Let me top-post a question to the Wikidata dev team:
Where can we find documentation on what the Wikidata internal language codes actually mean? In particular, how do you map the language selector to the internal codes? I noticed some puzzling details:
* Wikidata uses "be-x-old" as a code, but MediaWiki messages for this language seem to use "be-tarask" as a language code. So there must be a mapping somewhere. Where?
* MediaWiki's http://www.mediawiki.org/wiki/Manual:$wgDummyLanguageCodes provides some mappings. For example, it maps "zh-yue" to "yue". Yet, Wikidata use both of these codes. What does this mean?
Answers to Nemo's points inline:
On 04/08/13 06:15, Federico Leva (Nemo) wrote:
Markus Krötzsch, 03/08/2013 15:48:
(3) Limited language support. The script uses Wikidata's internal language codes for string literals in RDF. In some cases, this might not be correct. It would be great if somebody could create a mapping from Wikidata language codes to BCP47 language codes (let me know if you think you can do this, and I'll tell you where to put it)
These are only a handful, aren't they?
There are about 369 language codes right now. You can see the complete list in langCodes at the bottom of the file
https://github.com/mkroetzsch/wda/blob/master/includes/epTurtleFileWriter.py
Most might be correct already, but it is hard to say. Also, is it okay to create new (sub)language codes for our own purposes?

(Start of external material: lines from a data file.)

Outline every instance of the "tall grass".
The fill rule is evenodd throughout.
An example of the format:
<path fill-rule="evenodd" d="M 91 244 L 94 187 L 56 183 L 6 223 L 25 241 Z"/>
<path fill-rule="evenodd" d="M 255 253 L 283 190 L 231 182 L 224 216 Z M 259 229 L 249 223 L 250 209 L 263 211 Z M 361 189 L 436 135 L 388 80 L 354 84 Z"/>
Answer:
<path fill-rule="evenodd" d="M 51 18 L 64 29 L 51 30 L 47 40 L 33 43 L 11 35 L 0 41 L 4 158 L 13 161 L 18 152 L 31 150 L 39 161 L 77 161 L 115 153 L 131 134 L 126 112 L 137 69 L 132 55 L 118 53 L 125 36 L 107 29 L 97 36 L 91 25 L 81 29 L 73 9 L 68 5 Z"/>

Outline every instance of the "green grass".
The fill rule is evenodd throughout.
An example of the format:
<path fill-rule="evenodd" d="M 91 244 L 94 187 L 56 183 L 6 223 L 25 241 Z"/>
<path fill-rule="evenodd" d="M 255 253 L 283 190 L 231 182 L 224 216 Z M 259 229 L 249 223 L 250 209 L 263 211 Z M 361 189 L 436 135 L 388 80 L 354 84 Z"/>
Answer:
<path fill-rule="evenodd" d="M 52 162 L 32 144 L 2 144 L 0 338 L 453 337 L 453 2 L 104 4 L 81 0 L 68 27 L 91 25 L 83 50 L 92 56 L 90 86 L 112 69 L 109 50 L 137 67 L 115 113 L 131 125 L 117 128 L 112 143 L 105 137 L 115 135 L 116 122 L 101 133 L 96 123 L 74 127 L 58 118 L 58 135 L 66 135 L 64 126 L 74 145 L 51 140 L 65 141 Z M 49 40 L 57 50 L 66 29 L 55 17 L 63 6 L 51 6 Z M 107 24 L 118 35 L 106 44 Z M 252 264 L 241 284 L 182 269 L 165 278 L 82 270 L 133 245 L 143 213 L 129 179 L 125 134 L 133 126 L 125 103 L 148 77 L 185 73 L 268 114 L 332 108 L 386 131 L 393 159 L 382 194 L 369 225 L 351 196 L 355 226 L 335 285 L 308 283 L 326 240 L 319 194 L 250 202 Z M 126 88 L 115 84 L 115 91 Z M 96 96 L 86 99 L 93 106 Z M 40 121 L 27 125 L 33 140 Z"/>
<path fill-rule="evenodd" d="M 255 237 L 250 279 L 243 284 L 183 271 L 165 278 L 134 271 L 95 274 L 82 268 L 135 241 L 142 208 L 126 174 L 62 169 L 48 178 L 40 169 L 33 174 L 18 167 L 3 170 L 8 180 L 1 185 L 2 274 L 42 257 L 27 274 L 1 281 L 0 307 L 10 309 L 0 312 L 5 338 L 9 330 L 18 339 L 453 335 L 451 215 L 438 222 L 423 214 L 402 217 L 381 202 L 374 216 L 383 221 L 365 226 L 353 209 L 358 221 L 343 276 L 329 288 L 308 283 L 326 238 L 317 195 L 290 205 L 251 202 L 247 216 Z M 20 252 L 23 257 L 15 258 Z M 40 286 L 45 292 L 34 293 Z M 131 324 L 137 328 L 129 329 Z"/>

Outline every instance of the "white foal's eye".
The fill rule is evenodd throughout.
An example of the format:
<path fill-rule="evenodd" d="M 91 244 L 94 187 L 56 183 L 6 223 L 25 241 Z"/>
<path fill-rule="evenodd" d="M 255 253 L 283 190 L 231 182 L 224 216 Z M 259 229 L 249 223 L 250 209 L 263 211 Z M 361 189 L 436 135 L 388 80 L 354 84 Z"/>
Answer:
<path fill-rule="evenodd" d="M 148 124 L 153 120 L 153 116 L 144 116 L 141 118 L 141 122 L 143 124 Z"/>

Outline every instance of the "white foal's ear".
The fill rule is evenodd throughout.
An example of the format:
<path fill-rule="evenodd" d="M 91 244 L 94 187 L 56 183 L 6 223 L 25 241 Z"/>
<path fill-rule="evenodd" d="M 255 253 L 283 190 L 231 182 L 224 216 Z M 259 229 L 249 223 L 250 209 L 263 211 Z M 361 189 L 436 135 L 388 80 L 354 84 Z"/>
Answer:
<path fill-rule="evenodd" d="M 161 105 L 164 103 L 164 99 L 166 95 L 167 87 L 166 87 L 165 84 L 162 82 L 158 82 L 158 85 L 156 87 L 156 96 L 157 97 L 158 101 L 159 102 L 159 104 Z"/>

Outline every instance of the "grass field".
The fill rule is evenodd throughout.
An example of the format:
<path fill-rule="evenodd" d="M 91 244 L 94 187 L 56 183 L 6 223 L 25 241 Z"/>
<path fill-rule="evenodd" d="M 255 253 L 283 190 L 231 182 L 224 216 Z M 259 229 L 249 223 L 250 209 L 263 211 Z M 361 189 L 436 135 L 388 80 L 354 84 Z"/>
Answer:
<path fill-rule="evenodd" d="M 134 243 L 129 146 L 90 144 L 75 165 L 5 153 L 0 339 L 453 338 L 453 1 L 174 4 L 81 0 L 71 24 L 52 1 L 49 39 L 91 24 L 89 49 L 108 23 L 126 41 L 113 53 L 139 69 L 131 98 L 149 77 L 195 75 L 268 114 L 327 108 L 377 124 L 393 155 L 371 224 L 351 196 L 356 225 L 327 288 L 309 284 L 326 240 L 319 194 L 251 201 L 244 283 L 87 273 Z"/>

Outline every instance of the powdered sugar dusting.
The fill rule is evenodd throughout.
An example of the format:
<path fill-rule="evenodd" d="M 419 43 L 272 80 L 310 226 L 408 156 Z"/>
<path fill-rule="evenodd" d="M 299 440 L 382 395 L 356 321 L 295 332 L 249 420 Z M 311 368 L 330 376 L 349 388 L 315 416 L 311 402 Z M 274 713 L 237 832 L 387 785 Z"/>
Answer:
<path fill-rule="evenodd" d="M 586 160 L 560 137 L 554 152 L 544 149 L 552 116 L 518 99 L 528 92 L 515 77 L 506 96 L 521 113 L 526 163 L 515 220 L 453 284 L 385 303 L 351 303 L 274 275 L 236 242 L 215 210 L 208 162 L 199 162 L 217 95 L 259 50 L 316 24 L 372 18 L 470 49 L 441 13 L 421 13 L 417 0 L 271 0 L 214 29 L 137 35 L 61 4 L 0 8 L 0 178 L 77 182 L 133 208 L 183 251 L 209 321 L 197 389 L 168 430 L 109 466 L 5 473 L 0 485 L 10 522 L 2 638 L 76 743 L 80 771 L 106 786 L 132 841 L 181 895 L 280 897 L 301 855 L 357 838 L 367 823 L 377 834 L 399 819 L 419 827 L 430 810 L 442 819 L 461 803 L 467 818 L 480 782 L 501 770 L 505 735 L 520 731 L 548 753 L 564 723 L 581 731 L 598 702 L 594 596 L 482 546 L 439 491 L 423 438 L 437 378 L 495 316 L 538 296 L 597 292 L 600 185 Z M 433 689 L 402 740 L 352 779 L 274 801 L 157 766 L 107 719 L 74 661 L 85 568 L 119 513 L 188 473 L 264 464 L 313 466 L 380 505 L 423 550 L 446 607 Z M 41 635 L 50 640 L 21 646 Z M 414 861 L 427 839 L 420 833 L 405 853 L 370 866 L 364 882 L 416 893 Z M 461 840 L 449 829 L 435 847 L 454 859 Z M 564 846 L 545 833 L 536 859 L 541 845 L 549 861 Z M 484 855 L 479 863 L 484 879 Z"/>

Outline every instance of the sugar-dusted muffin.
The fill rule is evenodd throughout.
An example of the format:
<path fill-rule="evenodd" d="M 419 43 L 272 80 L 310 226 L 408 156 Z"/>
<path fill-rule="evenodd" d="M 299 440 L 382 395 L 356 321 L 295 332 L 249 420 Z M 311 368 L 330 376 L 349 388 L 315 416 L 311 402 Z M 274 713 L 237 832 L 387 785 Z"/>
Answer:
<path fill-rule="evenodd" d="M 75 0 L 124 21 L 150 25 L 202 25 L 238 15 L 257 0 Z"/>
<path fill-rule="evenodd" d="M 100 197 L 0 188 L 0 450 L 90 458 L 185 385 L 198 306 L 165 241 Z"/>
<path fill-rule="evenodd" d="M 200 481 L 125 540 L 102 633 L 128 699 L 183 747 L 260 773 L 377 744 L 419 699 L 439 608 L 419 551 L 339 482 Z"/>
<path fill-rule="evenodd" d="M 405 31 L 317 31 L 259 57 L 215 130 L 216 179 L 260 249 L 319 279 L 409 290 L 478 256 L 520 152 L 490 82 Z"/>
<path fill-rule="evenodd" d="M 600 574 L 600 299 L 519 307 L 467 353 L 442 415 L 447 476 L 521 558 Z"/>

Something like simple English will hardly have an official code, but it would be bad to export is as "en".
(4) Limited site language support. To specify the language of linked wiki sites, the script extracts a language code from the URL of the site. Again, this might not be correct in all cases, and it would be great if somebody had a proper mapping from Wikipedias/Wikivoyages to language codes.
Apart from the above, doesn't wgLanguageCode in https://noc.wikimedia.org/conf/highlight.php?file=InitialiseSettings.php have what you need?
Interesting. However, the list there does not contain all 300 sites that we currently find in Wikidata dumps (and some that we do not find there, including things like dkwiki that seem to be outdated). The full list of sites we support is also found in the file I mentioned above, just after the language list (variable siteLanguageCodes).
Markus